Study results for two new RA therapies developed by Amgen are promising.


Updated October 13, 2011

This article is part of the Arthritis Archives.

Editor note: Kineret (anakinra) was approved by the United States Food and Drug Administration (FDA) on November 14, 2001.

According to AmgenTrials.com, the clinical trial, Evaluating the Safety of Extended Treatment with Pegsunercept (PEG sTNF-RI)in Subjects with Rheumatoid Arthritis (RA), has been completed.

Dateline: June 18, 2001

Biologic Drug Development

The development of biologic drugs has been a significant advancement in the treatment of rheumatoid arthritis (RA).

Enbrel (etanercept) and Remicade (infliximab) were the first of these breakthrough drugs made available in 1998 and 1999, respectively. The good news for rheumatoid arthritis patients is that there are more biologic drugs on the horizon.

Anakinra / Kineret

At EULAR 2001, (the Annual European Congress of Rheumatology in Prague, Czech Republic, June 13-16, 2001) study results were presented for a highly anticipated new therapy for RA being developed by Amgen, called anakinra (Kineret). Whereas Enbrel and Remicade work by blocking tumor necrosis factor (TNF), Anakinra works by blocking interleukin 1 (IL-1), yet another protein in the body which releases enzymes involved in joint and cartilage destruction.

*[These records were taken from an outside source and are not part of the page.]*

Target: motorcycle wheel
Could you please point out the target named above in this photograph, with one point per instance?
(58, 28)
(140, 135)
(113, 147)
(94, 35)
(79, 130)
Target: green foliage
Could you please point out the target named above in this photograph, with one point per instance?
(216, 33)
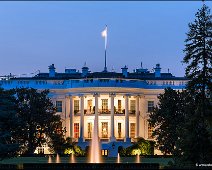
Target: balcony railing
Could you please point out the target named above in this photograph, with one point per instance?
(120, 111)
(132, 112)
(88, 111)
(104, 111)
(77, 111)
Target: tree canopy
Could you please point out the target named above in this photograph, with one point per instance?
(8, 124)
(38, 117)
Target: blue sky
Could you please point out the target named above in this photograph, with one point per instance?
(34, 35)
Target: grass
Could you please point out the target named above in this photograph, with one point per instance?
(20, 160)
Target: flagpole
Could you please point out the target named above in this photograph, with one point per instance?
(104, 34)
(105, 60)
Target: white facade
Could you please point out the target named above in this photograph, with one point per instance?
(123, 105)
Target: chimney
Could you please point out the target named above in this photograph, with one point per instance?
(157, 70)
(124, 71)
(85, 70)
(51, 71)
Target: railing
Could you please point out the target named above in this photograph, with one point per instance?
(77, 111)
(120, 111)
(88, 111)
(104, 111)
(132, 112)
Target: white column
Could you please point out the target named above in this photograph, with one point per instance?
(81, 119)
(127, 139)
(71, 117)
(137, 117)
(96, 95)
(67, 115)
(112, 137)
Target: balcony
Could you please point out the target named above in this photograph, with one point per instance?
(76, 112)
(104, 111)
(88, 111)
(120, 111)
(132, 112)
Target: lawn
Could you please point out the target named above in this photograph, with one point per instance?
(20, 160)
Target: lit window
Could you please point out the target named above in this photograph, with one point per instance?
(132, 130)
(59, 106)
(104, 129)
(150, 106)
(76, 106)
(132, 106)
(119, 130)
(119, 106)
(89, 130)
(104, 152)
(76, 130)
(150, 131)
(104, 105)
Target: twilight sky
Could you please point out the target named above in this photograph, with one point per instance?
(34, 35)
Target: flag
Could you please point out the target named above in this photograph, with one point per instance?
(104, 34)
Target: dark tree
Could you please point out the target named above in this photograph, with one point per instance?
(38, 118)
(166, 118)
(8, 124)
(196, 143)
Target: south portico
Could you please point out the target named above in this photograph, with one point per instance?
(118, 116)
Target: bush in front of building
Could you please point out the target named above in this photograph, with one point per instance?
(141, 147)
(76, 150)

In a double-blind, multi-center, randomized, placebo-controlled study, 472 patients with active rheumatoid arthritis received either 30 mg, 75 mg, 150 mg daily dose of Anakinra, or placebo. After 6 months, the patients originally given placebo were "re-randomized" to treatment with one of the doses of Anakinra. Joint destruction was evaluated by radiographs (x-rays), using a modified Sharp assessment tool, which assesses erosive damage and joint space narrowing of the hands and wrist.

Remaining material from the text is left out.